Diselenggarakan oleh DP3AP2KB Tanah Laut, kegiatan ini dihadiri jajaran pejabat penting, mulai dari Bupati H. Rahmat Trianto, Wakil Bupati H. Zazuli, hingga Ketua TP PKK Hj. Dian Rahmat, serta seluruh perwakilan SKPD dan tokoh masyarakat.
Kepala DP3AP2KB, Maria Ulfah, S.Psi, selaku ketua pelaksana, memimpin jalannya acara dengan penuh antusias. Acara dibuka secara resmi oleh Wakil Bupati dan dilanjutkan dengan pembagian penghargaan lomba, sertifikat, piala, hingga doorprize, yang menambah semarak suasana.
BACA JUGA:VIDEO – Kecewa Pisang Seharga Rp101 Miliar Dimakan Pengunjung, Cattelan: Harusnya Lakban Juga Ikut Dimakan
Bangun Bangsa Dimulai dari Meja Makan
Dalam sambutannya, Wakil Bupati H. Zazuli menegaskan bahwa keluarga bukan hanya ruang privat, tetapi benteng pertama pendidikan karakter dan moral generasi.

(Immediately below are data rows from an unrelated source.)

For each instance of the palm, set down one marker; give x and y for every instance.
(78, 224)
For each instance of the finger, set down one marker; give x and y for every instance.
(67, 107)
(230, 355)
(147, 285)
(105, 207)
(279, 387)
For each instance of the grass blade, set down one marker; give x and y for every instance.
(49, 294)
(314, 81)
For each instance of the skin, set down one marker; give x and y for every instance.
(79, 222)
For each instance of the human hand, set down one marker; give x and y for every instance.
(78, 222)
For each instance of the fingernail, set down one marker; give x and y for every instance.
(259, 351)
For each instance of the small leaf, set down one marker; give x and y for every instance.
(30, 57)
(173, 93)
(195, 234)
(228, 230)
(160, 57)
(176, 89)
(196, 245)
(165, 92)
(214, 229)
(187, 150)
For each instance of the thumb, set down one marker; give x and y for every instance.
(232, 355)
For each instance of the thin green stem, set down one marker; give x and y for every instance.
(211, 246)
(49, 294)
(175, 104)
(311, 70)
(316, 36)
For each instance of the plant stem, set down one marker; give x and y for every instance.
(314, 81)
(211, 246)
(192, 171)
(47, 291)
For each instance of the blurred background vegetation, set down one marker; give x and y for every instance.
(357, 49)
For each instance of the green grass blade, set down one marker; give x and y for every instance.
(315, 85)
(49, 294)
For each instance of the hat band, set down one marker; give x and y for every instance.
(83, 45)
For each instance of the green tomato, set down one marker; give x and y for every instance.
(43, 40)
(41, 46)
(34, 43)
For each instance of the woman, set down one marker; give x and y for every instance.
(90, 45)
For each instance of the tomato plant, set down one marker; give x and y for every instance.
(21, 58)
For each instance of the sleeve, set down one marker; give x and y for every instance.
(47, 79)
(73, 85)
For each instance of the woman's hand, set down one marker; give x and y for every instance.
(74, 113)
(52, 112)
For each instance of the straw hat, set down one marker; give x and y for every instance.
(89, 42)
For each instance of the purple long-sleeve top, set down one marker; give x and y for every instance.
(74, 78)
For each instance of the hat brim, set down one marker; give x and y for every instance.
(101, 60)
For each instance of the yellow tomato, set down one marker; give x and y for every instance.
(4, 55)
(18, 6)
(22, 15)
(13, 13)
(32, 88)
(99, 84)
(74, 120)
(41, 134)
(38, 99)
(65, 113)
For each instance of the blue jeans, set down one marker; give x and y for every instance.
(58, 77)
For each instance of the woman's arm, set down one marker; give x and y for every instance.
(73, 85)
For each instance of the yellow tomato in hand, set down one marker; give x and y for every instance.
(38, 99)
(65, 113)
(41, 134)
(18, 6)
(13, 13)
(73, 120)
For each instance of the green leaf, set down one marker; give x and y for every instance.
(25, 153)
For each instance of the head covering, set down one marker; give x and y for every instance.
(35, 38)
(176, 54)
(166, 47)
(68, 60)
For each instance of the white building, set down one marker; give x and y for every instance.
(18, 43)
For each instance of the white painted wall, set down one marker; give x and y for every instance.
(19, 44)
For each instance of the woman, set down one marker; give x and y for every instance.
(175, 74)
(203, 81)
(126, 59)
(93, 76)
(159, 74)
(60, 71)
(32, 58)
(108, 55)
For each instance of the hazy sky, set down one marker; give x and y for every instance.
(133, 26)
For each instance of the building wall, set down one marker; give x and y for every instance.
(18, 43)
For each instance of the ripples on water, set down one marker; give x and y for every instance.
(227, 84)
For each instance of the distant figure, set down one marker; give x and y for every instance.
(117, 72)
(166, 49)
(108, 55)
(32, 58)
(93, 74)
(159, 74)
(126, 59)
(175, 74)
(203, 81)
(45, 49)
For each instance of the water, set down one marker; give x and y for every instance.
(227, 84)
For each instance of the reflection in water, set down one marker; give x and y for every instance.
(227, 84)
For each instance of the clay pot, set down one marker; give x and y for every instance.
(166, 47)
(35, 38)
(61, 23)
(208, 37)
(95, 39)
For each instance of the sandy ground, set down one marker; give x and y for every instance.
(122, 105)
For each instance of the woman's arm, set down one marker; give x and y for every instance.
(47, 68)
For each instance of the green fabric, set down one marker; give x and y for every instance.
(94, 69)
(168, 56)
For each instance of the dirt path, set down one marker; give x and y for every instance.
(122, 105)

“Keluarga adalah unit kecil, tapi punya kekuatan besar dalam membentuk perilaku dan nilai-nilai kebangsaan. Keluarga harmonis dan berkualitas akan melahirkan masyarakat unggul,” ucapnya.
Ia juga menyampaikan bahwa Harganas adalah pengingat bagi semua pihak akan pentingnya kolaborasi dalam memperkuat ketahanan keluarga.
Stunting & Pernikahan Dini Jadi Alarm Serius
Meski peringatan berlangsung meriah, Pemerintah Kabupaten Tanah Laut tak menutup mata terhadap tantangan serius yang dihadapi daerah, seperti tingginya angka stunting dan praktik pernikahan dini yang masih terjadi.
“Kami tidak tinggal diam. Program pembinaan keluarga, kesehatan ibu dan anak, pendidikan usia dini, hingga penguatan ekonomi keluarga terus kami dorong,” tegas H. Zazuli.
Ia juga menekankan pentingnya perencanaan keluarga yang matang agar kualitas hidup masyarakat meningkat secara merata.
Momentum Harganas ini menjadi seruan terbuka kepada seluruh lapisan masyarakat untuk kembali menengok ke dalam rumah masing-masing—tempat lahirnya karakter, harapan, dan masa depan bangsa.
“Keluarga kuat adalah kunci Indonesia berjaya,” begitu pesan Bupati H. Rahmat dalam kesempatan tersebut.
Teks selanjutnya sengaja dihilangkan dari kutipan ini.